Mortgage rates dropped noticeably this morning as financial markets opened sharply changed from Friday's latest levels thanks to Trump trade tweets over the weekend.  The stock market dropped to its lowest levels in several weeks before bouncing back as the day progressed.  As money flew out of stocks, it found a safe haven in the bond market.  Mortgage rates are most directly affected by the bond market, and when demand for bonds increases, rates fall. 

The average lender was offering its best rates in roughly a month this morning.  You'd have to go back to April 10th to see anything lower.  And there were multiple lenders offering their lowest rates since April 1st.

Rates will remain susceptible to trade-related headlines throughout the week as there isn't much else on the calendar of events (at least not in terms of events that the bond market typically cares about).  To whatever extent trade talks look like they will bear fruit, it would put upward pressure on rates.  Conversely, we might assume that negative updates on trade talks would continue to help rates, but markets are skeptical on the source.  If a Trump tweet is all we have, the average trader will view this as a potential negotiation tactic and thus not as meaningful a reason to chase rates to even lower levels.

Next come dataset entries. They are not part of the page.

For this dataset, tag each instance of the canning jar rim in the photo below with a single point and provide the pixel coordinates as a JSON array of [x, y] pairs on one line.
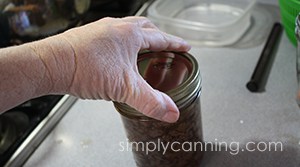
[[182, 95]]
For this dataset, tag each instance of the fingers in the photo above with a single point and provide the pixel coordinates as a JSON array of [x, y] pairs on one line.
[[157, 40], [142, 22], [154, 103], [154, 39]]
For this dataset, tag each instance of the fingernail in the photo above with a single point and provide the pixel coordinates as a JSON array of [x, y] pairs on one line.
[[171, 116]]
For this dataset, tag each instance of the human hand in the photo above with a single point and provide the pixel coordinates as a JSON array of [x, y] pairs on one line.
[[105, 55]]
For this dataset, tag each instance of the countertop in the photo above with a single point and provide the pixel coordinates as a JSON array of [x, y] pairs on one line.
[[91, 132]]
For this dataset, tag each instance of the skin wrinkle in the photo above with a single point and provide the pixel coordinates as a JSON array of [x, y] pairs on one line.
[[45, 65], [75, 62]]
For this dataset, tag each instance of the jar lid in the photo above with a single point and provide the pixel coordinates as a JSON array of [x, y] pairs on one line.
[[174, 73]]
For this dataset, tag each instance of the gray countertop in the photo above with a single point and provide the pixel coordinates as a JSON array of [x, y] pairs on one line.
[[91, 132]]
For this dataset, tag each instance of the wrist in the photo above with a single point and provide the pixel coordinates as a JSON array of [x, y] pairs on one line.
[[57, 56]]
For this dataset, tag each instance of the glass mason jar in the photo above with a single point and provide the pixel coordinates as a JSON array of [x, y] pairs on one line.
[[156, 143]]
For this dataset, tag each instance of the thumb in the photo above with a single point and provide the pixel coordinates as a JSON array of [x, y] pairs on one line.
[[153, 103]]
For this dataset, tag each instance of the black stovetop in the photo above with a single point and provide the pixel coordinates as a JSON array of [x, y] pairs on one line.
[[17, 123]]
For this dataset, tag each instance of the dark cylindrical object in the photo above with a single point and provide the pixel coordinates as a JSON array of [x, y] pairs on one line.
[[155, 143], [264, 64]]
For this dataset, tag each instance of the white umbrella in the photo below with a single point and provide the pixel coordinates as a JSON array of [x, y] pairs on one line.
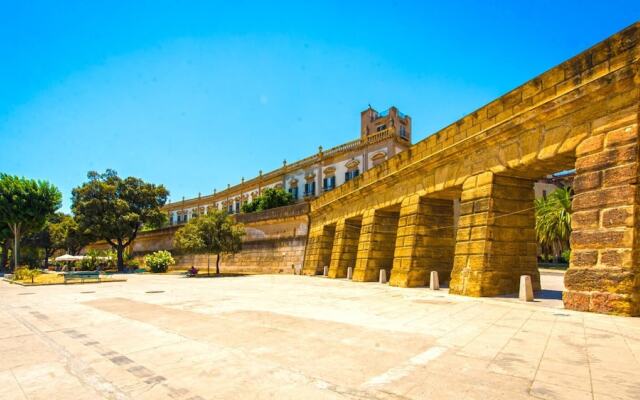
[[69, 257]]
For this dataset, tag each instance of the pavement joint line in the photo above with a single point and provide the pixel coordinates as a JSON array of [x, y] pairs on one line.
[[74, 365], [18, 383], [546, 345], [586, 351], [408, 367]]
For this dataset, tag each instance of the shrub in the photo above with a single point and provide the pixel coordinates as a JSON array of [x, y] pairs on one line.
[[159, 261], [95, 259], [566, 256], [25, 273]]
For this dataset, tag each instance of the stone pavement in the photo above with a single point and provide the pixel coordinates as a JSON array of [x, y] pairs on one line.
[[298, 337]]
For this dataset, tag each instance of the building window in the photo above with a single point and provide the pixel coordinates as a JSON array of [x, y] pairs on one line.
[[310, 189], [329, 183], [351, 174]]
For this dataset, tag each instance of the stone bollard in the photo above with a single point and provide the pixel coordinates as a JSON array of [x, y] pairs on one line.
[[434, 283], [526, 289]]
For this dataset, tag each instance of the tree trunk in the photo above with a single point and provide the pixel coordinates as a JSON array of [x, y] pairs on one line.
[[119, 251], [5, 255], [16, 241]]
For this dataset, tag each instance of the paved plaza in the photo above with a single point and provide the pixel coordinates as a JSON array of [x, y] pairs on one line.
[[298, 337]]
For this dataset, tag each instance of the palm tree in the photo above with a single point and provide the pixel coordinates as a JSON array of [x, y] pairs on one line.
[[553, 221]]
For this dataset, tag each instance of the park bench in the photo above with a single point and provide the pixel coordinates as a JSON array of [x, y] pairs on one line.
[[81, 275]]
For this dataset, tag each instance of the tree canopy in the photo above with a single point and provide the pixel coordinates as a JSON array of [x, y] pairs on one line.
[[269, 198], [114, 209], [25, 205], [213, 233], [553, 220], [52, 236]]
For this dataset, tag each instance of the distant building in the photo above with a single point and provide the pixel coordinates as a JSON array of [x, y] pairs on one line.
[[382, 135]]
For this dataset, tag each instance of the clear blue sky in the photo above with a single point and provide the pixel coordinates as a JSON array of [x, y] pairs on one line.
[[197, 94]]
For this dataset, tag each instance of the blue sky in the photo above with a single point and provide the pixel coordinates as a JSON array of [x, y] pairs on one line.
[[196, 95]]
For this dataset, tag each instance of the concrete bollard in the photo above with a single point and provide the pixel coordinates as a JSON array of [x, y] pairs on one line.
[[526, 289], [434, 283]]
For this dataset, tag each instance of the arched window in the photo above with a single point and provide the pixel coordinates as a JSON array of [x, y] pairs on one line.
[[329, 180], [352, 170]]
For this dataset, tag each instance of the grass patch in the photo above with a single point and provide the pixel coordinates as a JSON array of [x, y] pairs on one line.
[[58, 279]]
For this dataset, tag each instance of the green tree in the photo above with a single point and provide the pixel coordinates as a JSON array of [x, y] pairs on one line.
[[52, 236], [553, 221], [159, 261], [76, 239], [269, 198], [25, 205], [5, 243], [114, 209], [213, 233]]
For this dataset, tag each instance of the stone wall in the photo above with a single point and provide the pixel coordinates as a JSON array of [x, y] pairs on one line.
[[581, 114], [275, 240]]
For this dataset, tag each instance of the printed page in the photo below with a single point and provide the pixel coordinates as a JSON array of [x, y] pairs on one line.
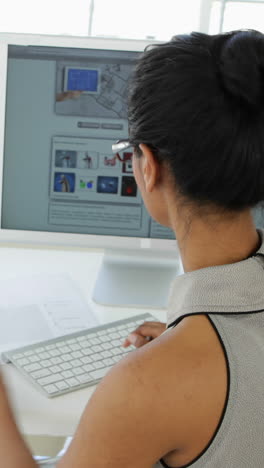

Loan Originator Perspective

Trump's trade war tariff tweets sent equities tumbling and thrust treasuries higher today.  My pricing improved noticeably from Friday's.  There was no meaningful economic data today, and scant data this week.  I'm locking loans closing within 30 days, it'll take more DC Drama or Tariff Turmoil to keep this rally moving forward. -Ted Rood, Senior Originator


Today's Most Prevalent Rates

  • 30YR FIXED - 4.25
  • FHA/VA - 4.0%
  • 15 YEAR FIXED - 4.00% 
  • 5 YEAR ARMS -  3.875-4.25% depending on the lender


Ongoing Lock/Float Considerations
 

  • Early 2019 saw a rapid reevaluation of big-picture trends in rates and in markets in general

  • The Federal Reserve has been a key player, and while they aren't the ones pulling the global economic strings, their response to the economy has helped rates fall more quickly than they otherwise might.

  • Based on the Fed's laundry list of concerns, the bond market (which determines rates) will be watching economic data closely, both at home and abroad.  The stronger the data, the more rates could rise, while weaker data could lead to new long-term lows.  
  • Rates discussed refer to the most frequently-quoted, conforming, conventional 30yr fixed rate for top tier borrowers among average to well-priced lenders.  The rates generally assume little-to-no origination or discount except as noted when applicable.  Rates appearing on this page are "effective rates" that take day-to-day changes in upfront costs into consideration.